Still, not everything is perfect. For one, while it is always a thing of pure subjectivity, not all of the jokes hit. Some are rather simple in their punch line, which doesn’t add much to the situations each characters are in. Some of the action is also perhaps a little bit too fast, with a certain disregard to the potential of some scenes. While it does play with the humor and the tone of the issue in general, it seems a bit like a waste in a few pages to have a certain rush in the pacing.

However, the art here is irreproachable, as Mike Hawthorne returns gloriously to the book. The fast-tracked issue benefits greatly from his sense of motion and his rather energetic characters. The action is great thanks to his poses and the attention to smaller details found in the expressions and the fluid storytelling present in the panel layout. Something that is rather impressive, though, is in how thorough Hawthorne is with his scenery and backgrounds. There is a lot of details and just enough elements in each panels that sets up nicely where Deadpool is without overwhelming the readers, making the backgrounds not just window-dressing but ultimately a nice touch to the storytelling in general.
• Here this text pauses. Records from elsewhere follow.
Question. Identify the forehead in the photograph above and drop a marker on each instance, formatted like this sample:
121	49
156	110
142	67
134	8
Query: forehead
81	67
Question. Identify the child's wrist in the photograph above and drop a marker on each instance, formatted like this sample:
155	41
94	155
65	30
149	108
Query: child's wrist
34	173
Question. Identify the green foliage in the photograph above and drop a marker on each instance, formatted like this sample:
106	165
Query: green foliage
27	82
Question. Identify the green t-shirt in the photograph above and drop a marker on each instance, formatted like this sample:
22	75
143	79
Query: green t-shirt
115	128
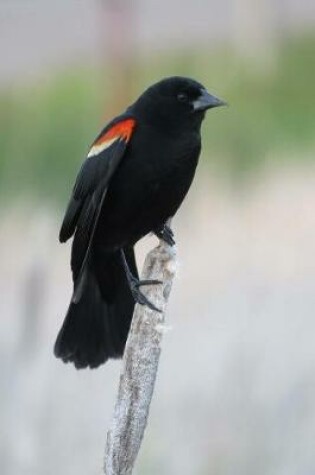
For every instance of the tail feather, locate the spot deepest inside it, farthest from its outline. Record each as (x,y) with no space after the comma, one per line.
(96,327)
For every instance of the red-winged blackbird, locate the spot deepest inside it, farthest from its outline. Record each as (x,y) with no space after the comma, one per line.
(133,180)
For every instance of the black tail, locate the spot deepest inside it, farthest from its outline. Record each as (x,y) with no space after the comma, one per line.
(97,325)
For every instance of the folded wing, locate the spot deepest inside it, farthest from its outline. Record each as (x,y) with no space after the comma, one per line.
(90,188)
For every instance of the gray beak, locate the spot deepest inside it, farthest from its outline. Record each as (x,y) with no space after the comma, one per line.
(207,101)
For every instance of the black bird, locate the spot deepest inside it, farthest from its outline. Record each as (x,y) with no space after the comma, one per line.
(135,177)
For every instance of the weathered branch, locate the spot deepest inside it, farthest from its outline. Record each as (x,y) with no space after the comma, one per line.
(139,366)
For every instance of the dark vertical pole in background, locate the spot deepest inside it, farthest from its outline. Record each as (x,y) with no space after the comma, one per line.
(118,52)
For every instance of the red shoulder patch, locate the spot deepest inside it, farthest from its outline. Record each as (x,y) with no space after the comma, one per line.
(120,131)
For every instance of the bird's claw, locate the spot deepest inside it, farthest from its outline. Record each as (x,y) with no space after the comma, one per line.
(166,234)
(138,296)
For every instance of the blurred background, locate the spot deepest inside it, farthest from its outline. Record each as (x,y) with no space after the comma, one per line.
(235,393)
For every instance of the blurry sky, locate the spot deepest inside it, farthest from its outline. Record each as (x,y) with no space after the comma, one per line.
(40,34)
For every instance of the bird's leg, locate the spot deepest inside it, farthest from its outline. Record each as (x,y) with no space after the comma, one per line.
(135,285)
(166,234)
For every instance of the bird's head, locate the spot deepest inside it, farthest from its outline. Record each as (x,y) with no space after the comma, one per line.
(176,100)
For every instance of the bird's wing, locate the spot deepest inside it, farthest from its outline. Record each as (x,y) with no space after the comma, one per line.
(91,185)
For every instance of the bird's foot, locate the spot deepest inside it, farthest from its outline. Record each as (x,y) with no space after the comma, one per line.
(166,234)
(138,296)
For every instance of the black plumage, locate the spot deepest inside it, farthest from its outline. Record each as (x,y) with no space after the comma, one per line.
(134,179)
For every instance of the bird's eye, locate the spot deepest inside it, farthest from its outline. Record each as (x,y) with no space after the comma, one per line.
(182,97)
The overly cartoony style, while not being as extreme as Ed McGuiness or Joe Madureira, is very fitting of the book, which makes this rather explosive tale a blast visually.

The colorization of Jordie Bellaire is certainly to be commended also, with a clear madness in some pages which does wonder for the action and frenetic rapidity of the tale. The moments in the toy store, the explosions and the general touches in the background provide for a lot of diversity without resulting in utter chaos. Giving a feeling of controlled chaos, Bellaire does a lot of minimal work with each elements, getting to the basic gist of them without over blowing them with light and shadow effects, letting the visceral aspects of a lot of elements pop out on the pages. It’s a thoroughly nice colorization, all in all.

The Conclusion: The whole creative team impress thanks to a fast-paced issue full of action, humor and development that display very well why this current volume of Deadpool is pretty good. With some great art and colorization, it’s a solid entry in this series so far.